Com as guerras entre os Lusitanos e os Árabes foi esta cidade tomada e destruída, de forma que no tempo do conde D. Henrique, estava em completo estado de ruína e quase deserta. Foi nesta miserável situação que D. Afonso Henriques a encontrou, o qual vendo a importância militar e estratégica deste ponto, não só como por ser fronteiro aos turbulentos Leoneses, com quem teve várias encarniçadas lutas, tratou de a tomar uma praça de guerra, construindo-lhe um forte Castelo e uma pequena cerca de muralhas, em 1136; nesse mesmo ano, a 9 de Novembro, lhe deu foral com muitos privilégios, sendo um dos principais o de ser couto do reino ou de homiziados, para atrair mais facilmente povoadores.
Este foral e seus privilégios foram depois confirmados em Coimbra, por D. Afonso, no ano de 1217. Convidados pelos amplos privilégios e isentos do seu foral, a população foi crescendo tanto em torno do castelo, que o mesmo D. Afonso Henriques, ou seu filho D. Sancho I, mandou construir uma outra cerca de muralhas, defendidas por algumas torres e torreões.
Quando El Rei D. Dinis subiu ao trono em 1279, as fortificações de Miranda estavam bastante deterioradas, quer pela sua má construção, quer pelas continuas guerras com os Leoneses, e o soberano mandou reedificar a povoação dando-lhe novo foral, em Santarém, a 18 de Dezembro de 1286, e a categoria de Vila, aumentando os privilégios antigos.
Um dos privilégios deste foral era o de Miranda nunca sair da coroa. O castelo estava tão desmantelado que foi preciso reconstruí-lo desde os fundamentos. As muralhas também foram ampliadas.
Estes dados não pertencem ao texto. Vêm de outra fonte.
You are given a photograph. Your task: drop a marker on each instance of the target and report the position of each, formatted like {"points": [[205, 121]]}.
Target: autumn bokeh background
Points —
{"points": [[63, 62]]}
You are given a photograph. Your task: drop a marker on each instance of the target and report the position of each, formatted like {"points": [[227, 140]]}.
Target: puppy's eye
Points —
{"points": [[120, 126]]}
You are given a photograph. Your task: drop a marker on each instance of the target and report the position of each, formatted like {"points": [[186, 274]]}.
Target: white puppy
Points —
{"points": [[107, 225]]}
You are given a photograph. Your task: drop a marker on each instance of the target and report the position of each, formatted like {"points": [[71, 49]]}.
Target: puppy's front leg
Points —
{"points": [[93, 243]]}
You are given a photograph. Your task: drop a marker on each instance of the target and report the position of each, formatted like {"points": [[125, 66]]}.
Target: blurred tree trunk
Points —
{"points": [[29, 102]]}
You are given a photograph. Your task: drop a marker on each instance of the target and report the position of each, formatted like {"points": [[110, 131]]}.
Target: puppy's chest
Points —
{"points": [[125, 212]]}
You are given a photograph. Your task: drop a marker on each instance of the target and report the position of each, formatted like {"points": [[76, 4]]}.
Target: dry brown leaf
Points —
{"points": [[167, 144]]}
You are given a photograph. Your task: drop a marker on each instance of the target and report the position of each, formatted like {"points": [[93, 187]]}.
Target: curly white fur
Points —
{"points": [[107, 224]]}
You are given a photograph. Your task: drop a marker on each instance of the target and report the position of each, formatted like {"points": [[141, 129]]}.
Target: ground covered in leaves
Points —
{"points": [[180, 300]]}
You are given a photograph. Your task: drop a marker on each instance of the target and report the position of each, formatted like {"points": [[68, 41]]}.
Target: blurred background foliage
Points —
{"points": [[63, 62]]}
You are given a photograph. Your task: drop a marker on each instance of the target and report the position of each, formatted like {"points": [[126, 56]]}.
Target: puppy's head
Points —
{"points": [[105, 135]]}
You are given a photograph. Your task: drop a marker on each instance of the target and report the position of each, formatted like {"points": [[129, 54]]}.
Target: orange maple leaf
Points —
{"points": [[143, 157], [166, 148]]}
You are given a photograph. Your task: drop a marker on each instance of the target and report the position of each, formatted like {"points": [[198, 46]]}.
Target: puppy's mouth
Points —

O castelo tinha uma porta e um postigo, e as muralhas três portas. D. Fernando I fez cunhar moeda em Miranda, usando a letra M como distintivo, posta em cima do escudo das quinas. Mais tarde, El-Rei D. Manuel deu-lhe foral novo em Santarém, no 1º de Junho de 1510. Cessaram as guerras com os castelhanos e leoneses, e a paz trouxe consigo o desenvolvimento da indústria, comércio e apicultura, nas povoações de uma e outra fronteira.
Os Espanhóis, tornando-se nossos amigos, concorreram muito para a prosperidade de Miranda, que era o centro das suas transacções com Portugal, e Miranda tornou-se florescente. No princípio do século XVI, o Arcebispo de Braga tinha um território vastíssimo, pois abrangia a maior parte da província do Minho e toda a de Trás-os-Montes, o que causava vários transtornos, prejuízos e delongas, nos negócios.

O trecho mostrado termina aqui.